Fortunately, there is a better way. StAX Object Builder to the rescue. The StAX Object Builder is a small utility class that will parse any XML document directly into your object model. It allows you to define a simple mapping using lambdas and takes care of all the dirty StAX details.
The StAXObjectBuilder does not use reflection. All operations are type-safe and no casting is necessary. No temporary objects are created at runtime. — It’s fast, efficient, and easy to customize.
To use the SxAX Object Builder you need to do a few simple things:
- Create a data model (use POJOs, or whatever you like)
- Download a copy of the object builder class (it’s just one small Java file) and add it to your project. Rename the package if you like. The class has no dependencies beyond Java8 SE. –It’s a work in progress; I’m trying to find time to put it into it’s own repository.

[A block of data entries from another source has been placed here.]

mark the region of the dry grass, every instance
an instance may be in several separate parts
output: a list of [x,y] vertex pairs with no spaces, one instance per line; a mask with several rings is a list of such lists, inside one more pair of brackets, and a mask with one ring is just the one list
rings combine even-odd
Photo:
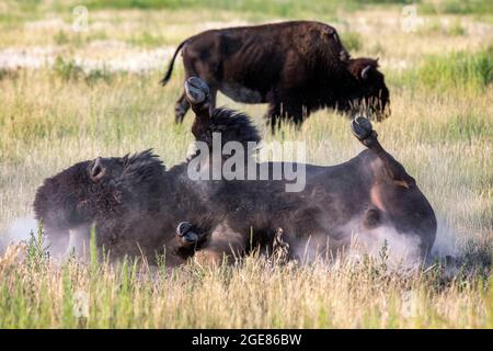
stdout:
[[[231,11],[118,10],[115,15],[116,10],[104,9],[91,10],[90,31],[74,34],[69,11],[41,7],[34,18],[9,13],[11,18],[0,18],[0,50],[49,46],[67,63],[77,56],[131,57],[173,46],[206,27],[267,20]],[[140,262],[60,265],[33,245],[27,252],[11,247],[0,257],[0,328],[493,327],[493,87],[444,81],[438,89],[412,73],[426,65],[424,55],[485,49],[492,43],[491,18],[427,15],[420,31],[404,33],[399,7],[337,15],[330,22],[360,35],[354,56],[381,56],[392,116],[376,128],[428,196],[439,218],[437,249],[458,257],[457,270],[437,264],[393,272],[378,260],[298,268],[255,257],[232,268],[191,262],[174,271]],[[54,19],[58,24],[43,24]],[[454,25],[459,21],[463,31],[448,30],[444,19]],[[110,39],[125,46],[103,50]],[[94,45],[101,41],[102,46]],[[173,124],[182,81],[176,66],[164,89],[157,70],[103,71],[94,80],[85,79],[91,72],[72,75],[66,66],[0,71],[0,234],[16,218],[32,215],[34,192],[44,178],[76,161],[149,147],[168,166],[183,160],[192,118],[183,126]],[[265,106],[240,105],[225,97],[219,103],[246,111],[263,128]],[[314,114],[299,133],[285,126],[276,138],[306,141],[309,161],[321,165],[345,161],[362,149],[348,120],[331,111]],[[88,320],[73,316],[78,292],[89,296]]]

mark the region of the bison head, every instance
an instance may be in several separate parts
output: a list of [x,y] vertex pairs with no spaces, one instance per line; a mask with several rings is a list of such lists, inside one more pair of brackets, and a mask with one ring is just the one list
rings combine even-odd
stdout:
[[79,162],[45,180],[34,212],[47,227],[60,229],[114,217],[156,196],[163,172],[151,150]]
[[375,114],[377,121],[385,118],[390,113],[389,89],[383,75],[378,70],[378,58],[349,59],[348,71],[356,86],[352,97],[354,105]]

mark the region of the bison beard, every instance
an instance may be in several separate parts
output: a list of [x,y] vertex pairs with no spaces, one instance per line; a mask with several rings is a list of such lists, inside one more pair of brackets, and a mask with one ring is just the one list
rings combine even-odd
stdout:
[[[324,23],[294,21],[199,33],[179,45],[161,80],[171,78],[182,50],[185,80],[199,77],[216,94],[243,103],[268,103],[272,131],[282,120],[300,125],[310,113],[332,107],[364,109],[380,120],[387,115],[389,90],[377,60],[349,59],[335,29]],[[175,105],[181,123],[190,109],[184,92]]]
[[[260,140],[246,115],[210,113],[202,80],[190,78],[185,91],[197,140],[209,143],[216,132],[223,143]],[[339,252],[354,236],[369,251],[386,239],[424,258],[436,234],[432,206],[368,120],[355,118],[352,129],[367,150],[333,167],[306,165],[299,193],[285,192],[284,180],[193,181],[190,160],[165,170],[147,150],[81,162],[47,179],[36,194],[36,217],[51,241],[80,233],[87,238],[94,224],[98,245],[112,257],[144,254],[153,262],[162,253],[171,265],[192,256],[217,263],[254,248],[311,260]]]

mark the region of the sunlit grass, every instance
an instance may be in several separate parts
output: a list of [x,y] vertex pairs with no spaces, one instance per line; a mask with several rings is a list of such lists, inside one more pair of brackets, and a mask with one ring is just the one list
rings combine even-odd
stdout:
[[[186,157],[192,115],[183,125],[175,125],[173,115],[182,65],[177,61],[165,88],[159,80],[167,61],[162,70],[140,73],[88,70],[73,58],[106,54],[91,43],[115,39],[129,45],[131,54],[174,46],[207,27],[282,16],[233,9],[116,12],[93,7],[93,27],[73,33],[68,4],[41,2],[31,14],[20,4],[9,7],[13,10],[0,15],[5,34],[0,46],[47,45],[59,48],[60,58],[54,67],[0,70],[0,242],[12,222],[32,216],[43,179],[77,161],[150,147],[168,167]],[[90,262],[60,264],[43,253],[37,233],[31,240],[28,233],[15,233],[28,246],[0,252],[0,328],[492,328],[492,34],[466,16],[456,29],[444,30],[442,18],[431,16],[436,21],[422,31],[403,33],[400,9],[358,4],[317,19],[335,19],[354,57],[381,56],[392,115],[375,128],[429,199],[439,222],[436,249],[460,260],[456,270],[437,264],[404,274],[382,270],[381,262],[345,261],[298,268],[257,257],[229,268],[191,262],[169,270],[165,262],[151,268],[131,260],[99,262],[94,250]],[[46,25],[50,19],[58,24]],[[349,120],[333,111],[317,112],[301,131],[286,125],[272,136],[262,120],[265,105],[238,104],[223,95],[219,104],[248,112],[265,140],[307,143],[312,163],[343,162],[363,149]],[[89,297],[88,319],[74,315],[80,294]]]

Please give credit where credit is due.
- Define an instance of the StAXObjectBuilder and configure tag handler methods.
- Parse documents directly into your data model!
Lets return to the example <catalog>
document shown above. On the data side, we need at least four distinct classes to represent our data: Catalog, Article, Release, and Outlet. We might also want to create an Author class. To make things more complicated, our objects are nested and the structure of the document implies we need to keep track of several lists.
Personally, I wouldn’t want to build a parser for this document using StAX or DOM. Frankly, I wouldn’t even know where to start. I would also be worried about code quality and maintainability, — not to mention my own sanity.
Let’s build a parser with the StAXObjectBuilder instead…
Step 1: Define Data Model
class Catalog {
private final List<Article> articles = new LinkedList<>();
public String version;
public Catalog() {};
public getArticles() { return this.articles; }
public String getVersion() { return this.version; }
public void setVersion(String value) { this.version = version; }
}
class Article {
private Integer id;
private String title;
private final List<Author> authors = new LinkedList<>();
private final List<Release> releases = new LinkedList<>();
public Article() {}
public Integer getId() { return this.id; }
public void setID(Integer value) { this.id = value; }
public String getTitle() { return this.title; }
public void setTitle(String value) { this.title = value; }
public void getAuthors() { return this.authors; }
public void getReleases() { return this.releases; }
}
class Author {
private String name;
public Author() {}
public String getName() { return this.name; }
public void setName(String value) { this.name = value; }
}
class Release {
private Outlet outlet = new Outlet();
public Release() {}
public Outlet getOutlet() { return this.outlet; }
public void setOutlet(Outlet value) { this.outlet = value; }
public static class Outlet {
private String href;
public Outlet() {}
public String getHref() { return this.href; }
public void setHref(String value) { this.href = value; }
}
}
Nothing in the above code block should be new or confusing. It’s just a bunch of POJO classes that define our data model.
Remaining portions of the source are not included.